Cross-Encoder Concepts

To understand why re-ranking works, you must understand the difference between Bi-Encoders and Cross-Encoders.

The Bi-Encoder (First-Pass Retrieval)

Ingestion: Documents are embedded once and stored in the vector database.
Query Time: The query is embedded once. We calculate the distance between the query vector and document vectors.
Analogy: It's like having a library where books are organized by general topic (e.g., "Gardening"). You just walk to the Gardening section.

The Cross-Encoder (The Re-Ranker)

Ingestion: Nothing is stored.
Query Time: The model takes the Query $(Q)$ and a Document $(D)$ as a single pair $(Q, D)$ and runs them through the neural network together.
Analogy: It's like having an expert librarian who takes your specific question and reads the first page of 20 gardening books to tell you which one exactly answers your question about "Pruning Hydrangeas."

Modern Cross-Encoder Architectures

Most cross-encoders are based on the BERT or RoBERTa architecture. They use the [CLS] token output to produce a single similarity score between 0 and 1.

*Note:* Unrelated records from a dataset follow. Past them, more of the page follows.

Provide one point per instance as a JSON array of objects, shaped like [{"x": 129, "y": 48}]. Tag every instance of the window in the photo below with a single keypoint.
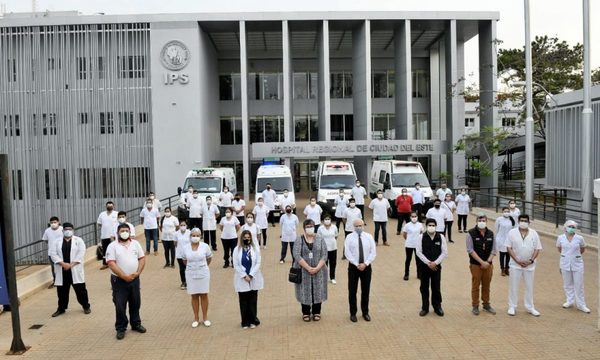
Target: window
[
  {"x": 125, "y": 122},
  {"x": 132, "y": 67},
  {"x": 12, "y": 125},
  {"x": 82, "y": 68},
  {"x": 421, "y": 126},
  {"x": 342, "y": 127},
  {"x": 107, "y": 124},
  {"x": 383, "y": 127},
  {"x": 420, "y": 84},
  {"x": 49, "y": 124}
]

Why are Cross-Encoders Slow?

Because the model has to process every query-document pair. If you want to search 1,000 documents, the model has to run 1,000 independent inferences. This is why we only use them at the end of the pipeline for the Top 20-100 results.

Performance Gains

Adding a cross-encoder can increase Mean Reciprocal Rank (MRR)—a metric of how often the best result is at #1—by as much as 15-20% compared to raw vector search.

Practical Tooling

Hugging Face: Access hundreds of open-source cross-encoders (e.g., BGE-Reranker).
Sentence-Transformers: The easiest Python library for implementing cross-modal ranking.

Exercises

Explain why we cannot use a Cross-Encoder for the initial search across 10 million documents.
What is the difference between "Representation-based" (Bi-Encoder) and "Interaction-based" (Cross-Encoder) models?
Find a cross-encoder model on Hugging Face. What datasets was it trained on?